Al verlo tan destrozado, mi corazón se retorció bruscamente como una cuchilla. Sabía que yo era la razón por la que había perdido la paz y quería arreglarlo todo para él. Podía sentir claramente mi presencia detrás de él, pero ni siquiera se molestó en girarse o decirme algo.
Mi voz tembló suavemente mientras me acercaba, con la mente hecha un lío. —¿Alfa Elias, está bien? ¿Por qué se negó a tratar sus heridas? ¿Por qué está arriesgando su vida sin ninguna razón? —pregunté con palabras temblorosas, con los ojos fijos en su espalda.
No se giró hacia mí, pero su voz áspera resonó en las paredes de la habitación. —¿Por qué te preocupas, Mira? —dijo, encogiéndose de hombros con rigidez, con un tono amargo—. ¿Para qué molestarte en verme?
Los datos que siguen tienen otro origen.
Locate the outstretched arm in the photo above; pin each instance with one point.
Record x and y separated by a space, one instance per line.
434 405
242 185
Lo único que te importaba era el estado del Alfa Kieran, ¿verdad?
Mi corazón se congeló y sentí como si tuviera la lengua pegada a la mandíbula, mi loba gimoteando como un cachorro débil, sin saber cómo responder. Después de todo, tenía razón y todo el derecho a reprocharme con tanta rudeza. Fui yo quien lo hirió en primer lugar, quien lo dejó herido en la arena.
—Deja de actuar como un niño mimado, Alfa Elias —logré mascullar con voz frágil, con los labios temblorosos y la voz flaqueando.